The reality is because data is being read in so quickly all the time, you have to keep copies of the data because you have to keep them local. If you have a user on an app on the West Coast versus the East Coast versus Bangalore, sometimes that data needs to be synchronized – and there's going to be a gap in time. The strong consistency allows you to enforce waiting for the data to be replicated and so it prevents a lot of fraud or malicious behavior. This is a security mechanism, and relational databases have this feature kind of built-in.
In fact, there are two key NoSQL databases that have strong consistency: MongoDB and Aerospike. Aerospike is excellent in the speed and throughput, and this has really helped the company to get into the financial services segment that demands complete accuracy without losing any of the speed or performance. It has a nominal advantage of 2%–5%, but the speed is at least an order of magnitude greater than a relational database.
Another feature that has been introduced recently is compression. Compression enables Aerospike to compress data to make it smaller. Compression has been around for quite some time; however, it is significant when you realize the speeds at which we are reading and writing data now. If you're trying to access tens of terabytes to 100 terabytes to a petabyte of data, to compress it and then access it is pretty remarkable.
Many of the next-gen NoSQL features used in the FinServ include real-time data analytics, fraud, and risk management.
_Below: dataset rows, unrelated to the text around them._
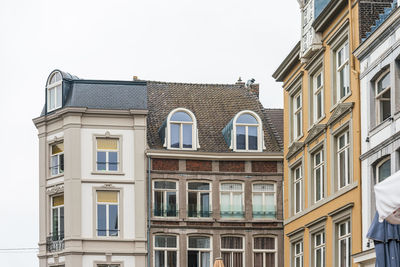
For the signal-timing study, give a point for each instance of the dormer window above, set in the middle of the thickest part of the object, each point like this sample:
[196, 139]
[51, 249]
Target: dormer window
[54, 92]
[180, 130]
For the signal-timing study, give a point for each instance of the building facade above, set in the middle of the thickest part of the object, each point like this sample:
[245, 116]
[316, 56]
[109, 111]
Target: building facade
[215, 176]
[92, 173]
[380, 106]
[322, 170]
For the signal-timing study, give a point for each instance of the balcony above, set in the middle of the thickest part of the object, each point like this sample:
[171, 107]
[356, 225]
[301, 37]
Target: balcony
[55, 242]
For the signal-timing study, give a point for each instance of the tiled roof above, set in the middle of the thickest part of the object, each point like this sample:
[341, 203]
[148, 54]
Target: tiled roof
[214, 105]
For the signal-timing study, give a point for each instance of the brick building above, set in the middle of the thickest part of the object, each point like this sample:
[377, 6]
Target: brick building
[215, 176]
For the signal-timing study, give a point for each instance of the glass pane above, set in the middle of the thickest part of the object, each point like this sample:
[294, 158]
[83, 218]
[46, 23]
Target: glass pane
[246, 118]
[252, 132]
[384, 170]
[159, 258]
[175, 133]
[181, 116]
[113, 161]
[101, 220]
[199, 186]
[199, 242]
[240, 137]
[158, 203]
[113, 220]
[205, 205]
[192, 204]
[101, 161]
[171, 204]
[107, 143]
[187, 135]
[164, 185]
Next-generation NoSQL database used in FinServ will involve risk analytics and reporting where financial institutions need to consolidate and analyze multiple risk metrics to create a single view of exposure across asset classes to allow granular access to data at a massive scale.
The use of a NoSQL database is reference data management where data can be quickly distributed across geographies that can reduce the risk of regulatory penalties from reporting outdated information. Next, the NoSQL database enables high-speed data ingestion, and analytics combined with scale-out capability are used in market data management. The trade repository process incurs high data storage costs, which can be reduced with the use of a NoSQL database where the flexible schemas enable the integration of diverse trades data in a single database.
With the rise of Aerospike, MongoDB, Couchbase, AWS DynamoDB, Google Cloud Firestone, and Bigtable, it is interesting to see how various features and innovations have been developed even further. As the FinServ industry is consistently being disrupted by various FinTechs, financial institutions place extraordinary emphasis on being fast, agile, flexible, and efficient. This process emphasizing and focusing on efficiency has resulted in the FinServ industry incorporating FinTech and next-generation technology in business activities. Similarly, if we look at the evolution of the database system, it is clear that the rise of NoSQL database innovations can bring advantages to the database management of the financial institution. This is in congruence with the goal of being efficient and ultimately has the potential of replacing the SQL database as we knew it.